This work presents a detailed petrographic, geochemical, and isotopic characterization of 49 samples from the Rochechouart impact structure (Limousin, France) recovered during the 2017 drilling campaign. The aims of this study were to constrain the processes that affected the target lithologies and led to the formation of the melt-rich impactites preserved in the Rochechouart impact structure today. Formed on a gneissic and granitic target, the current lithologies observed in the Rochechouart impact structure and in the drilled cores range from the fractured target to the impact melt rocks, forming whole impactite sequences with breccias, suevites, and impactoclastites. Two different types of impact melt rocks (described as red and yellow in this study) are found. The dichotomy in impact melt rocks has previously been proposed to be linked to the two major target lithologies in the region, with the red impact melt rocks originating mainly from the gneiss lithologies and the yellow type dominated by a granitic precursor.
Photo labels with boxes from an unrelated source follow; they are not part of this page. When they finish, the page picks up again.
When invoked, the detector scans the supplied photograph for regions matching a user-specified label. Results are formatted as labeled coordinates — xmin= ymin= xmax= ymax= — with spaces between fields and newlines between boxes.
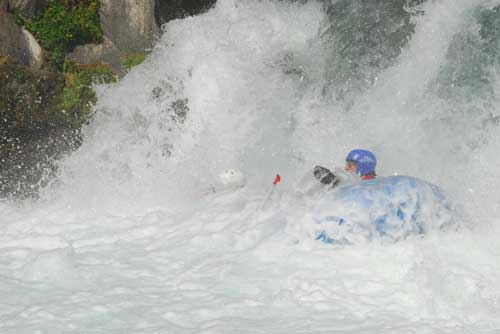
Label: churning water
xmin=0 ymin=0 xmax=500 ymax=334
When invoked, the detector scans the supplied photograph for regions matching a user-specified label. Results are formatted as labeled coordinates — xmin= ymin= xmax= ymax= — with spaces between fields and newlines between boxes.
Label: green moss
xmin=121 ymin=53 xmax=146 ymax=71
xmin=17 ymin=0 xmax=102 ymax=67
xmin=61 ymin=62 xmax=116 ymax=119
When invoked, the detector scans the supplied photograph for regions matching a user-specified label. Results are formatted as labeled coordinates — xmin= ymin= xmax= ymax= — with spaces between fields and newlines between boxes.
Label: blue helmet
xmin=345 ymin=150 xmax=377 ymax=176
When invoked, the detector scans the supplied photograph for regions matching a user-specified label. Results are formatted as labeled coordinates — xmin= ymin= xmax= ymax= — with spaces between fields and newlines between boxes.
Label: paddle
xmin=313 ymin=166 xmax=340 ymax=187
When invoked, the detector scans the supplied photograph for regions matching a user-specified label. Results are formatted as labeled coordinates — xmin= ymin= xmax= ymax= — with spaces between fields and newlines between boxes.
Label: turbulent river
xmin=0 ymin=0 xmax=500 ymax=334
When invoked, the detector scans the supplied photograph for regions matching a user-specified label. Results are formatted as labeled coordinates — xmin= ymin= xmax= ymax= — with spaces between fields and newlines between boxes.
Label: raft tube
xmin=312 ymin=176 xmax=452 ymax=244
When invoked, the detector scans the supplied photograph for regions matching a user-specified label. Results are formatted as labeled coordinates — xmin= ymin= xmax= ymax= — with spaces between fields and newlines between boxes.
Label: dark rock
xmin=0 ymin=60 xmax=79 ymax=197
xmin=0 ymin=5 xmax=43 ymax=69
xmin=155 ymin=0 xmax=217 ymax=26
xmin=99 ymin=0 xmax=159 ymax=53
xmin=6 ymin=0 xmax=45 ymax=18
xmin=67 ymin=0 xmax=159 ymax=69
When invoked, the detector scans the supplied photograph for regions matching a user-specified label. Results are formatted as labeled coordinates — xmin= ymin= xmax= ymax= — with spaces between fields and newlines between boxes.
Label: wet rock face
xmin=99 ymin=0 xmax=158 ymax=52
xmin=0 ymin=4 xmax=43 ymax=68
xmin=156 ymin=0 xmax=216 ymax=26
xmin=0 ymin=60 xmax=79 ymax=198
xmin=6 ymin=0 xmax=45 ymax=18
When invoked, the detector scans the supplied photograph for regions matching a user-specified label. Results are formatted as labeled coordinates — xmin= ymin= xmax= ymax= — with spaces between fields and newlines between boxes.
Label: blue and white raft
xmin=312 ymin=176 xmax=452 ymax=244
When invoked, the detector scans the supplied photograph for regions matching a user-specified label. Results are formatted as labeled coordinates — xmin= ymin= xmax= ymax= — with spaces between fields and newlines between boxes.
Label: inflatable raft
xmin=312 ymin=176 xmax=452 ymax=244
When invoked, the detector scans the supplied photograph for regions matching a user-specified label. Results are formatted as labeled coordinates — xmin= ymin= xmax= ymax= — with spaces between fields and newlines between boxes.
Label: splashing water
xmin=0 ymin=0 xmax=500 ymax=333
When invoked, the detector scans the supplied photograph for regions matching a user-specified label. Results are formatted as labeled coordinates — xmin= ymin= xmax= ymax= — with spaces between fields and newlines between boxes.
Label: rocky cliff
xmin=0 ymin=0 xmax=216 ymax=198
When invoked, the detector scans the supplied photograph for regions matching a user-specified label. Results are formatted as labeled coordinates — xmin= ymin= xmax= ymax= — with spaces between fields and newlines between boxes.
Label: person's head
xmin=345 ymin=149 xmax=377 ymax=176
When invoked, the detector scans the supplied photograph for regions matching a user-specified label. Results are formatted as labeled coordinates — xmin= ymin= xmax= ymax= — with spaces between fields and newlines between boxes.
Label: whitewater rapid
xmin=0 ymin=0 xmax=500 ymax=334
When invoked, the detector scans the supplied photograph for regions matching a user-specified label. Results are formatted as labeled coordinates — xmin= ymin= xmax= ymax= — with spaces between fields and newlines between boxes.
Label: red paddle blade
xmin=273 ymin=174 xmax=281 ymax=185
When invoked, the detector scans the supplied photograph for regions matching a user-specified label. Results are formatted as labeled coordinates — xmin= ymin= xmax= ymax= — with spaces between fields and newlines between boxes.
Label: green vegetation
xmin=17 ymin=0 xmax=102 ymax=68
xmin=61 ymin=62 xmax=116 ymax=123
xmin=121 ymin=53 xmax=146 ymax=71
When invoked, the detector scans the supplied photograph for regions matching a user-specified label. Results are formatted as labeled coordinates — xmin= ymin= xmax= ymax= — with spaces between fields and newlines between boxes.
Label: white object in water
xmin=219 ymin=169 xmax=246 ymax=188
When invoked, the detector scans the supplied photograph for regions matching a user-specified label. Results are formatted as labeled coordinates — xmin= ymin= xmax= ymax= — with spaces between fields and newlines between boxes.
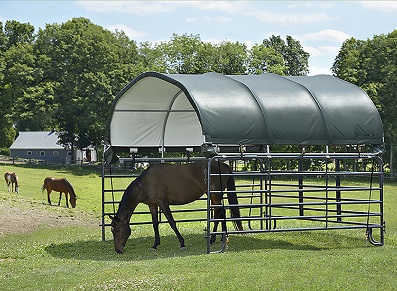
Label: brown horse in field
xmin=110 ymin=160 xmax=243 ymax=254
xmin=4 ymin=172 xmax=19 ymax=193
xmin=42 ymin=177 xmax=77 ymax=208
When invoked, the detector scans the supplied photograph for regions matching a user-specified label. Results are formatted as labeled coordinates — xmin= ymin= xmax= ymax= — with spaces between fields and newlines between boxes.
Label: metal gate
xmin=101 ymin=153 xmax=385 ymax=253
xmin=207 ymin=153 xmax=385 ymax=253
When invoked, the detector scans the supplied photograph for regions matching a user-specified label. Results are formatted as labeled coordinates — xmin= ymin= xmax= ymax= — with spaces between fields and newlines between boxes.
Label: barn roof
xmin=108 ymin=72 xmax=383 ymax=151
xmin=10 ymin=131 xmax=64 ymax=150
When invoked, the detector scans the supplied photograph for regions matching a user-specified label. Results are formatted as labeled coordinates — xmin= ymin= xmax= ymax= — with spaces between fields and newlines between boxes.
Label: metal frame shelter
xmin=102 ymin=72 xmax=384 ymax=252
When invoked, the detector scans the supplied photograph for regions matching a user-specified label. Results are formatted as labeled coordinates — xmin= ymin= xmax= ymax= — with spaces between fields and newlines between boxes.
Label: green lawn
xmin=0 ymin=165 xmax=397 ymax=291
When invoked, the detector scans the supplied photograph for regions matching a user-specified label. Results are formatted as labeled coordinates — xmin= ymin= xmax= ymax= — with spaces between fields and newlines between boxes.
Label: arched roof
xmin=108 ymin=72 xmax=383 ymax=147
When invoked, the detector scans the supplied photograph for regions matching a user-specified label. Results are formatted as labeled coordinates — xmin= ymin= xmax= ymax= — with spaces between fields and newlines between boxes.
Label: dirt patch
xmin=0 ymin=194 xmax=99 ymax=236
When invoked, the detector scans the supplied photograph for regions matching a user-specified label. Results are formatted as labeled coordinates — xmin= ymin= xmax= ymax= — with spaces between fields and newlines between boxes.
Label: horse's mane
xmin=119 ymin=165 xmax=152 ymax=210
xmin=63 ymin=179 xmax=76 ymax=198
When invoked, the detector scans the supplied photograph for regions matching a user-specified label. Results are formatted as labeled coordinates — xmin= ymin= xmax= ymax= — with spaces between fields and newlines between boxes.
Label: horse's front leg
xmin=149 ymin=205 xmax=160 ymax=250
xmin=65 ymin=192 xmax=69 ymax=208
xmin=47 ymin=190 xmax=52 ymax=205
xmin=159 ymin=201 xmax=187 ymax=250
xmin=58 ymin=192 xmax=62 ymax=206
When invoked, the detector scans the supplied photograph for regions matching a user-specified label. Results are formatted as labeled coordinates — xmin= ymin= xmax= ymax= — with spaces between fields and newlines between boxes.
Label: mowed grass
xmin=0 ymin=165 xmax=397 ymax=290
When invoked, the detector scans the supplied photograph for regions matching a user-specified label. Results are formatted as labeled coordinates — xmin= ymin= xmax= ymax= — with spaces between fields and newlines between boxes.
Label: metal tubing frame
xmin=100 ymin=153 xmax=385 ymax=253
xmin=206 ymin=153 xmax=385 ymax=253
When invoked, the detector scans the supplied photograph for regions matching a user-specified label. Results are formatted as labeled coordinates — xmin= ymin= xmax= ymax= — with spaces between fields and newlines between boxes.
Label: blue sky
xmin=0 ymin=0 xmax=397 ymax=75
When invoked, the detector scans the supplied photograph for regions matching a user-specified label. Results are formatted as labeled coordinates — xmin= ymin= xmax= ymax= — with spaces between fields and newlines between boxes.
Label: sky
xmin=0 ymin=0 xmax=397 ymax=75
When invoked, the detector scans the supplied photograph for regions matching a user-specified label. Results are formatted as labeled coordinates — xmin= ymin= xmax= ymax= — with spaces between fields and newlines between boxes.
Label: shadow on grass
xmin=13 ymin=163 xmax=102 ymax=176
xmin=45 ymin=232 xmax=367 ymax=261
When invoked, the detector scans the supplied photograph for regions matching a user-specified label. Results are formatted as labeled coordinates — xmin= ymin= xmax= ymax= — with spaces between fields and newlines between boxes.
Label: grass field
xmin=0 ymin=165 xmax=397 ymax=291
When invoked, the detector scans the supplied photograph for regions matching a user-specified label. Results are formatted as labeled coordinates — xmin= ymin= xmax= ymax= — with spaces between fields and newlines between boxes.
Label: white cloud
xmin=249 ymin=10 xmax=336 ymax=25
xmin=106 ymin=24 xmax=146 ymax=39
xmin=79 ymin=1 xmax=178 ymax=16
xmin=303 ymin=46 xmax=340 ymax=57
xmin=79 ymin=1 xmax=246 ymax=16
xmin=309 ymin=66 xmax=332 ymax=76
xmin=359 ymin=1 xmax=397 ymax=12
xmin=297 ymin=29 xmax=350 ymax=44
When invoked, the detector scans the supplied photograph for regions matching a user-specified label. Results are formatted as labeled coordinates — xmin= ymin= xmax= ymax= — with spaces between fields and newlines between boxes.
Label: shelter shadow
xmin=45 ymin=232 xmax=366 ymax=261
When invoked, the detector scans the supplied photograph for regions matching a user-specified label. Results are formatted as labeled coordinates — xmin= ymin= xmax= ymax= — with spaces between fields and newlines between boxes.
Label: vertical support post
xmin=101 ymin=149 xmax=105 ymax=241
xmin=335 ymin=159 xmax=342 ymax=222
xmin=204 ymin=159 xmax=212 ymax=254
xmin=298 ymin=159 xmax=304 ymax=216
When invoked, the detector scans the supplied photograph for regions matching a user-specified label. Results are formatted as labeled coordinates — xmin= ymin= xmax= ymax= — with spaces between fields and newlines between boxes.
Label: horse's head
xmin=109 ymin=215 xmax=131 ymax=254
xmin=69 ymin=194 xmax=77 ymax=208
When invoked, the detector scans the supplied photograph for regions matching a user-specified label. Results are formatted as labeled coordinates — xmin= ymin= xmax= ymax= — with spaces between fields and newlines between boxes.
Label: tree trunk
xmin=389 ymin=143 xmax=396 ymax=178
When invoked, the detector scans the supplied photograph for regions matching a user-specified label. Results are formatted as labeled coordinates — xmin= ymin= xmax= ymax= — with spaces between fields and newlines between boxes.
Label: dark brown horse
xmin=41 ymin=177 xmax=77 ymax=208
xmin=4 ymin=172 xmax=19 ymax=193
xmin=110 ymin=161 xmax=243 ymax=254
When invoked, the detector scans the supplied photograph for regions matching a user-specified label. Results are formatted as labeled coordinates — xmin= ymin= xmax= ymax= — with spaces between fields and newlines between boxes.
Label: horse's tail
xmin=65 ymin=179 xmax=77 ymax=199
xmin=227 ymin=176 xmax=243 ymax=230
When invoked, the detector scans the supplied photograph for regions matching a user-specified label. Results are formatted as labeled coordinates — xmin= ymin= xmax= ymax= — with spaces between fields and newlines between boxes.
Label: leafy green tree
xmin=263 ymin=35 xmax=309 ymax=76
xmin=332 ymin=30 xmax=397 ymax=176
xmin=35 ymin=18 xmax=143 ymax=157
xmin=248 ymin=44 xmax=287 ymax=75
xmin=0 ymin=20 xmax=36 ymax=147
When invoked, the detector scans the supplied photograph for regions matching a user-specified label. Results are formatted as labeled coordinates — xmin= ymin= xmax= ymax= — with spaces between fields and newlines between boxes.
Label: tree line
xmin=0 ymin=18 xmax=309 ymax=154
xmin=332 ymin=30 xmax=397 ymax=177
xmin=0 ymin=18 xmax=397 ymax=173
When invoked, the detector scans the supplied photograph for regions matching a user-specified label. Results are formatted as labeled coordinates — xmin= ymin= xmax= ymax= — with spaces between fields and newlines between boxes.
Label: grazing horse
xmin=110 ymin=160 xmax=243 ymax=254
xmin=41 ymin=177 xmax=77 ymax=208
xmin=4 ymin=172 xmax=19 ymax=193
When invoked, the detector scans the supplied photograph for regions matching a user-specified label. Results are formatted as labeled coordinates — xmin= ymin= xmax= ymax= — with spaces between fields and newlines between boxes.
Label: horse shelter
xmin=102 ymin=72 xmax=385 ymax=253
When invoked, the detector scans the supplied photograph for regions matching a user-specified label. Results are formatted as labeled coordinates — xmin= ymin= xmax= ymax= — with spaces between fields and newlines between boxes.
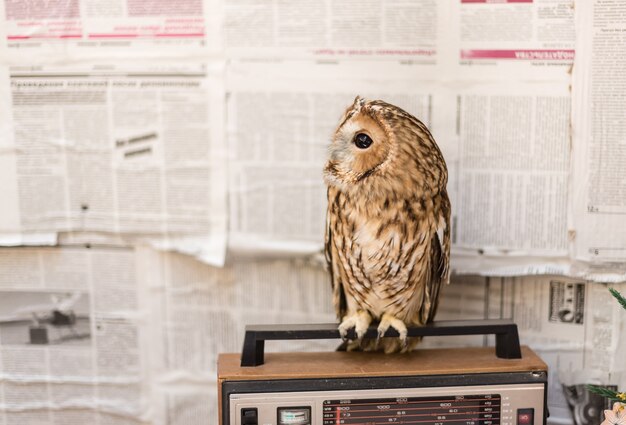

Impact-induced hydrothermal alteration affected all recovered samples but is particularly pronounced in the case of the yellow impact melt rocks, as highlighted by the increases in fluid-mobile element concentrations, with up to four times the concentration of K₂O compared to basement lithologies. The light rare earth elements (La, Yb) also record hydrothermal alteration. However, for the other lithologies, the level of alteration remains limited and allows the meteoritic component to be traced among the melt-rich lithologies, recorded by the increases in siderophile elements (moderate increases in Ni, Cr, and Co and high increases in Os, Ir, Ru, Pt, Pd, and Re) in all characterized red impact melt rocks. The Os isotopic compositions of the red impact melt rocks show meteoritic contributions up to 0.5% CI chondrite.